Los objetos que mantenemos cerca de nosotros crean permanencia en la vida íntima de la persona, y, por tanto, son los que más influyen en la composición de su identidad; a las cosas se les tiene cariño, no por la comodidad material que proporcionan, sino por la información que transmiten sobre quien las posee y sus lazos con los demás. Esto no quiere decir, por supuesto, que los fans del minimalismo sean inhumanos o que la verdadera conexión dependa de los símbolos materiales; más bien creo que estos vínculos personales entre objetos y significados sí contradice la habitual crítica de que el apego material obedece a una superficial exhibición de estatus. Estoy convencido que las personas que conservan cosas u objetos, consideran que cada uno de ellos tiene su propia historia; que son cosas a las que se les tiene cariño, por muy absurdas, minúsculas o nimias que le puedan parecer a alguien más; y que son algo más que historias que cuentan nuestro desorden, pues en realidad son historias que nos contamos a nosotros mismos.
Creo que eso es bueno, porque es más probable que sean los objetos que ya poseemos los que se entrelazan con las personas y las experiencias que dan sentido a la vida; por eso, guardar cosas viejas o raras es seguramente más importante que la siguiente innovación de moda que podamos comprar.

Quizá valga la pena explorar con más cuidado esa especie de categoría de la cultural material que no recibe mucha atención, pero que aporta una visión distinta sobre ordenar y tirar cosas a la basura: el significado de los objetos que teníamos antes, pues nada esclarece más el valor instrumental de un objeto que su desaparición definitiva.

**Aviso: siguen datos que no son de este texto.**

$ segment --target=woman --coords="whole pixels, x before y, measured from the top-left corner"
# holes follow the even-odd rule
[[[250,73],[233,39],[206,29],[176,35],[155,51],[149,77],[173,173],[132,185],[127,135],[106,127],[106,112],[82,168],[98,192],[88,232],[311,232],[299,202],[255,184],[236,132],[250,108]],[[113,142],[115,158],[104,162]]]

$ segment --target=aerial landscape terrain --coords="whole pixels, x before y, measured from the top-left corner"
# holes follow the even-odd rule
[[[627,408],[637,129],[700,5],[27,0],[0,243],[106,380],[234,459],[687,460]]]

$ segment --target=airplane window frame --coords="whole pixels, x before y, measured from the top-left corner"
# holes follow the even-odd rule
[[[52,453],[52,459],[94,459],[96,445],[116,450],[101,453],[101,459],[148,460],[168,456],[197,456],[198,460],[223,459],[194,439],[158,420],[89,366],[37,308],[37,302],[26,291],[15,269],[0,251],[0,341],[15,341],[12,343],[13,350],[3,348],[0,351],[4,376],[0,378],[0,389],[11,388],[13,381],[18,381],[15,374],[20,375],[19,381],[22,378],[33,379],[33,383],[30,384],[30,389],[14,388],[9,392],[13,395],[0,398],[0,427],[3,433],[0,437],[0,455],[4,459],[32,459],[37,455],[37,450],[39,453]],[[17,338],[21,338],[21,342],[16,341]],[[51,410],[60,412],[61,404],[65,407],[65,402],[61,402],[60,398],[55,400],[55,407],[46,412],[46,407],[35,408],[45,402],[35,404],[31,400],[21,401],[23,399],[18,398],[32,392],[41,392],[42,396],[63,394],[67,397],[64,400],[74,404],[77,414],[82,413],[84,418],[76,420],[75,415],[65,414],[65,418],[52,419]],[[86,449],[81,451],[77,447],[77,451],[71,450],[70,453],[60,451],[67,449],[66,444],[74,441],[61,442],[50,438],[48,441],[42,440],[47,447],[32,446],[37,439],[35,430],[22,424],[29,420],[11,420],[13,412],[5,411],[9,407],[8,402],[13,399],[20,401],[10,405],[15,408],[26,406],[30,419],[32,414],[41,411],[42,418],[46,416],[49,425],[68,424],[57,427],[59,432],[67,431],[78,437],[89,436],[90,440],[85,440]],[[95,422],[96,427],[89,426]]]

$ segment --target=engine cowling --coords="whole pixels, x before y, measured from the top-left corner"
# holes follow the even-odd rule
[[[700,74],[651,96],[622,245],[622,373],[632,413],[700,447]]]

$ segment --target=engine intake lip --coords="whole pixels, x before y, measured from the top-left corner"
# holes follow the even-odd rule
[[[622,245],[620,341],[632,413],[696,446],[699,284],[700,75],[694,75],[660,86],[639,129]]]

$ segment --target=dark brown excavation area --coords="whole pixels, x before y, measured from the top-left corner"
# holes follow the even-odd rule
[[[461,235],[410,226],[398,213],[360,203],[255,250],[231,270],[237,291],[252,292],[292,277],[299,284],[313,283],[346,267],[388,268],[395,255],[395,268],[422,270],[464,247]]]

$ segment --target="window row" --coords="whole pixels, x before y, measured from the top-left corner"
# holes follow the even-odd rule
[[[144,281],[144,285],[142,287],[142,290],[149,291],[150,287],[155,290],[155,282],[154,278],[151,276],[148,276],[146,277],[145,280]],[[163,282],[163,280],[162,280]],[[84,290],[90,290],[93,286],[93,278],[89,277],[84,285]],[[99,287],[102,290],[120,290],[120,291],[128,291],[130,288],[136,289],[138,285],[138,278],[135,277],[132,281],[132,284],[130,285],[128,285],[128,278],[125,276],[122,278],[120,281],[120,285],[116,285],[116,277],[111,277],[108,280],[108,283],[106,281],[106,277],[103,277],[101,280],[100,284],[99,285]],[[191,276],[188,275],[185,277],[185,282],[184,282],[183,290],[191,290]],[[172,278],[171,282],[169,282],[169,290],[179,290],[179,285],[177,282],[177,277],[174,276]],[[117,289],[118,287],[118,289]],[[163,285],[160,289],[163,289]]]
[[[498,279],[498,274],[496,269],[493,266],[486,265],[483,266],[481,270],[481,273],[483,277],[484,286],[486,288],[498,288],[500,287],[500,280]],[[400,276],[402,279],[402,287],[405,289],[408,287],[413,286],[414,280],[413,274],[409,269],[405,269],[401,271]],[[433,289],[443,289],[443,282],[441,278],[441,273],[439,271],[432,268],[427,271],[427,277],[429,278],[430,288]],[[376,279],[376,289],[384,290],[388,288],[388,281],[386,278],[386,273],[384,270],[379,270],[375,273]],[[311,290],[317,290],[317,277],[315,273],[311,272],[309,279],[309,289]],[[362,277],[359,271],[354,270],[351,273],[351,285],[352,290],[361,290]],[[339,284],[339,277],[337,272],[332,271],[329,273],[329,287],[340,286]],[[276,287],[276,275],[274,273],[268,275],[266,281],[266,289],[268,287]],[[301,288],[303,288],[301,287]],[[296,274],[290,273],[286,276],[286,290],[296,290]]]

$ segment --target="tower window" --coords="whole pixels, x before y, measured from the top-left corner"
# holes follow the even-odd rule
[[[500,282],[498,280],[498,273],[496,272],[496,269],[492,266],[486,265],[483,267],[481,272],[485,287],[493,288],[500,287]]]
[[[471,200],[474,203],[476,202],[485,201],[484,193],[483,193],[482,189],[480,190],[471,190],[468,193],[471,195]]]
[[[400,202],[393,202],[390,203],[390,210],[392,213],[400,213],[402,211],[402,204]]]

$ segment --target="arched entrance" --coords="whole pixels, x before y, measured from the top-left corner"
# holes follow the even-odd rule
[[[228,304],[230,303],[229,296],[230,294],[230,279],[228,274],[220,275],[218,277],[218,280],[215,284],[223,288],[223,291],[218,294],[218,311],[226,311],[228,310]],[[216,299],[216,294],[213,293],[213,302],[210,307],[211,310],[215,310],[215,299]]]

Aunque ahora me pregunto con mayor insistencia si sabía, cuando alguna cosa desapareció para siempre, si iba a echarla de menos. Quizá sólo estoy haciendo conjeturas, pero de ahora en adelante pondré más cuidado en todo aquello que pudiera deshechar, pues la víctima de la limpia de hoy es el objeto perdido de mañana, y los objetos perdidos lo son para siempre y tal vez aún tenemos en casa algunas cosas que no queremos perder nunca.